HCI in science-fiction

(via Mr. Hand), this compelling paper about Human Computer Interaction in Science Fiction Movies by Michael Schmitz have made my day. It essentially surveys different kinds of interaction designs in sci-fi movies ("Neuro technology", Identification, Speech recognition, Intelligent assistants / Avatars, Displays / Other I/O technologies) and show how they relate to existing technologies. Go read the paper to look at the examples (with pictures); What I found interesting here boils down to the implications, basically about the "key factors that determine or influence the design of HCI in movies":

"The probably most important aspect is the availability of special effects technologies - including the budget of a production to use those. (...) Current trends in IT research and products have of course as well an impact on the movie, since this will probably be the director’s background where his ideas will evolve from (...) the importance of the interaction technique or the device itself for the movie as a whole. The technology could be totally unimportant or play an important role for the plot (so called “plot device”), but most of the times technology is found inbetween and has to support the overall authenticity of the vision of a future world. (...) only more recent movies show attempts to design their HCI more carefully. (...) Others try to adapt technologies that were already available and improve them, but concepts of HCI research are normally not addressed. (...) The main reason might be that HCI is still a relatively young research area and slowly becoming more popular during the past decade. Another reason could also be that human centred, pervasive or ubiquitous computing could look very inconspicuous, whereas high-tech in movies should preferably appear more spectacular. "

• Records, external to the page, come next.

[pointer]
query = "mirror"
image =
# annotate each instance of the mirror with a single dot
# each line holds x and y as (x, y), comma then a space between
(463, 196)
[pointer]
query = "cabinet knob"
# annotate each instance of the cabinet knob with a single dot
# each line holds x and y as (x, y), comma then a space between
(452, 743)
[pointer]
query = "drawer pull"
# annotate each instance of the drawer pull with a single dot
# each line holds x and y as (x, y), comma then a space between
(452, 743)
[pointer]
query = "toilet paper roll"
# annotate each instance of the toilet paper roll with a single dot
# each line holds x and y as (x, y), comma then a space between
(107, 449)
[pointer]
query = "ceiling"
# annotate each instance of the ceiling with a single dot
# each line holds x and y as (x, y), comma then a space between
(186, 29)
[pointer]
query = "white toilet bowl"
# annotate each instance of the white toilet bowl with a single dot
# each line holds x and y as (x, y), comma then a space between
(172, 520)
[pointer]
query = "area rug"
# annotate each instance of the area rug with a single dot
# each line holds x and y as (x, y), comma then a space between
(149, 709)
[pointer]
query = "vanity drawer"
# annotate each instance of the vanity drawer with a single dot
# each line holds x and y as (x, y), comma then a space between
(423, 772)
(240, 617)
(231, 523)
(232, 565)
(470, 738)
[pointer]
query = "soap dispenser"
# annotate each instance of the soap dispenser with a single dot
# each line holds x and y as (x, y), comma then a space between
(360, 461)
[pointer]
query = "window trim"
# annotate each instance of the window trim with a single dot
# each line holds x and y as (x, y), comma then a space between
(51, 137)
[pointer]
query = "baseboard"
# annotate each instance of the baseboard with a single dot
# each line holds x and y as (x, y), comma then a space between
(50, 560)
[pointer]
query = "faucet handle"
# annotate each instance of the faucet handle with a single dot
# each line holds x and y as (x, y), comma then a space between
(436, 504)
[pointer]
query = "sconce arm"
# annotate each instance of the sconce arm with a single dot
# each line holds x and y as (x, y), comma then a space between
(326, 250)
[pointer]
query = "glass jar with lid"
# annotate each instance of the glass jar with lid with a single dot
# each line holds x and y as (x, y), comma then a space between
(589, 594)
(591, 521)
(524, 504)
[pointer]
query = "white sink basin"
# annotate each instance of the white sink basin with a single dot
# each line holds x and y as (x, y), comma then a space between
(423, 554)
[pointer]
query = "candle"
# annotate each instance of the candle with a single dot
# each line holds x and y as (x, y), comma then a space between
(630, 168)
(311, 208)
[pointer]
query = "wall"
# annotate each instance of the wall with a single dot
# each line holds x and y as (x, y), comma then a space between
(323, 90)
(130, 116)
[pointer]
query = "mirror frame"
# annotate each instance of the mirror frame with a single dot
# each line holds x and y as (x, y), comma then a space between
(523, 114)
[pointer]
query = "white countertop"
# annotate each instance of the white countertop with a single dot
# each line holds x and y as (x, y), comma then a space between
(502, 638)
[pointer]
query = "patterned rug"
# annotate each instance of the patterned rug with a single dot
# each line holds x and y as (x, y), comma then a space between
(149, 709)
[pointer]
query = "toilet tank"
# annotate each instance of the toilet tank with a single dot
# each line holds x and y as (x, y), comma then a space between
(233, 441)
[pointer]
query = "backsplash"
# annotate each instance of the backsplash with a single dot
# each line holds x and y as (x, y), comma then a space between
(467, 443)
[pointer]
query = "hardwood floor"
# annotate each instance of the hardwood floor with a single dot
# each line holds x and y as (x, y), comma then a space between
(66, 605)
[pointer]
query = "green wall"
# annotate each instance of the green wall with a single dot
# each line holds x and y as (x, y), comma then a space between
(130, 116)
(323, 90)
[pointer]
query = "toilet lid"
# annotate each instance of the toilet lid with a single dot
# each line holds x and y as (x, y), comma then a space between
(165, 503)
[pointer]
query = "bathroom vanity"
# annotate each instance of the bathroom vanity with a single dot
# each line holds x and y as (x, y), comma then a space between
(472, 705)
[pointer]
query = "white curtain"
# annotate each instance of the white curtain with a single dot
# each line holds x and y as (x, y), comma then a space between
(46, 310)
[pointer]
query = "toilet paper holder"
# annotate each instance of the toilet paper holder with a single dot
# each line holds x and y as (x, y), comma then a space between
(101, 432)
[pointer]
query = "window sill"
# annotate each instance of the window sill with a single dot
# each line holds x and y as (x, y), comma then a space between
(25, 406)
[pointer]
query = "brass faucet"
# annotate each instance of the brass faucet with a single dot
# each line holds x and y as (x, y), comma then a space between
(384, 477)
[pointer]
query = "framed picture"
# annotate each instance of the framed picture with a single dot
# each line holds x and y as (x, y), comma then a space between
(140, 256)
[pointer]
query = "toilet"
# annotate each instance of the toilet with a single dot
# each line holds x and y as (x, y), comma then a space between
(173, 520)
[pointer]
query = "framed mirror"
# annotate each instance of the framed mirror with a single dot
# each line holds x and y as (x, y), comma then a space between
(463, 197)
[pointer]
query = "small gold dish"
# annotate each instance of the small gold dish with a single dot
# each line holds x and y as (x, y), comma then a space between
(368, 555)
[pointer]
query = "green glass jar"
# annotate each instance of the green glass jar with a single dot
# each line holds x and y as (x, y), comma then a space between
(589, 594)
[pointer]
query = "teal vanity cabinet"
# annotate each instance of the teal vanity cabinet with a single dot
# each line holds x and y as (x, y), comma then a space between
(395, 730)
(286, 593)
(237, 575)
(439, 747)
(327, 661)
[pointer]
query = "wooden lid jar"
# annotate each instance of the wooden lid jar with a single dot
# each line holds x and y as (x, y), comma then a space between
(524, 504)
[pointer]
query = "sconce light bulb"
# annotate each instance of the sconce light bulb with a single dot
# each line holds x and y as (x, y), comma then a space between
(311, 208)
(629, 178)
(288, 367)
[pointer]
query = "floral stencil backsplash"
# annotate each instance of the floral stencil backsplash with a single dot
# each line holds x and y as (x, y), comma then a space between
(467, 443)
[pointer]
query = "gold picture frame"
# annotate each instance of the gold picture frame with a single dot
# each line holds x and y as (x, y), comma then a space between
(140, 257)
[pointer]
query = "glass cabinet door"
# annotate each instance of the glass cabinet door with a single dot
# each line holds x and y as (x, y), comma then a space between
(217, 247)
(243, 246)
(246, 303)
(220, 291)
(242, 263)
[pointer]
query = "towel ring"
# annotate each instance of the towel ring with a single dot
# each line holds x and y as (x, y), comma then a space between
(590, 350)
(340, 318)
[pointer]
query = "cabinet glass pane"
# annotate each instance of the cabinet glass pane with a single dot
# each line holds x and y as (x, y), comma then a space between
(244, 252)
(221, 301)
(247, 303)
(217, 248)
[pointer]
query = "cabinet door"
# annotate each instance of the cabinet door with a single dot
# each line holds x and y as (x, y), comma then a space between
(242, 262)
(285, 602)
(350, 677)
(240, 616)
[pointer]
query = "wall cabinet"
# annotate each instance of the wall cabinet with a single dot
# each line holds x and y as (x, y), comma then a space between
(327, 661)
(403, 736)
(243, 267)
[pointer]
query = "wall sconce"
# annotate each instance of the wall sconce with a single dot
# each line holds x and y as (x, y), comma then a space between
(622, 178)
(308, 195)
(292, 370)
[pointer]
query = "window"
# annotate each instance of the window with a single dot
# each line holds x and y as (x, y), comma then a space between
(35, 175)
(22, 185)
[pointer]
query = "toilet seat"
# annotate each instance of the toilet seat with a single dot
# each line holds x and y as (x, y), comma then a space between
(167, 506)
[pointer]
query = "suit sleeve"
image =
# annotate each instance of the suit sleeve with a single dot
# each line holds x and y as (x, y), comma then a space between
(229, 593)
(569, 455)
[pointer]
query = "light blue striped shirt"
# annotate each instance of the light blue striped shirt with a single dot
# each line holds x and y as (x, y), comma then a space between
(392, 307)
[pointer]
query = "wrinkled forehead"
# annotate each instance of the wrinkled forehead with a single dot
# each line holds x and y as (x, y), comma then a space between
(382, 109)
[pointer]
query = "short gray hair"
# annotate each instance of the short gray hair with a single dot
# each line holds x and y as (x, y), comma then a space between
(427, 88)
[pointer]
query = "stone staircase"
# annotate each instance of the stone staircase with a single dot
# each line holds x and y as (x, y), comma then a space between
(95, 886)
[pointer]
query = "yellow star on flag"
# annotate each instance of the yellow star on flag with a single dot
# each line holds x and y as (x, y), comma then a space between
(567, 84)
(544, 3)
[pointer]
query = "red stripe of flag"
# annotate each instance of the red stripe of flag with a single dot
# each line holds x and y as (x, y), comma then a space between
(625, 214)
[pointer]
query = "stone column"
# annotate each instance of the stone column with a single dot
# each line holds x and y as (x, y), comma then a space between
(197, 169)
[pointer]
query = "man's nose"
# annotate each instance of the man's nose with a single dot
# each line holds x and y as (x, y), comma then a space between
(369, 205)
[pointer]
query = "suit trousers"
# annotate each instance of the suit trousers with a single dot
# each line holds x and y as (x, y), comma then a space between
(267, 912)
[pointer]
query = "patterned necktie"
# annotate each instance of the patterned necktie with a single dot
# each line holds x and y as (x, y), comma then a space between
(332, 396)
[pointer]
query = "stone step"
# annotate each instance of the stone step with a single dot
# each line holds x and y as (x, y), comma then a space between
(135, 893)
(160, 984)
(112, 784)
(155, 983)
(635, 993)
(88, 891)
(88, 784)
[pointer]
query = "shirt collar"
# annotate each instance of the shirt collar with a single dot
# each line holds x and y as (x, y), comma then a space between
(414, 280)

(Picture from "Johnny Mnemonic")

Why do I blog this? because the intertwining relationships between HCI/ubicomp and sci-fi is of tremendous interest. The normative proximal future seems to be "a tendency towards conversational speech as an interface and 3 dimensional displays that work without head-mounted device". In the end, this might account for the fascination from the audience to think that the future really lays in this sort of stuff.

Also fascinating is the bolded quote in the blockquote above: the importance of spectacular interfaces in movies. How does this translate to design? Is is really a important criteria? (think about the discreet sms and the spectacular AIBO arf maybe I am a party pooper).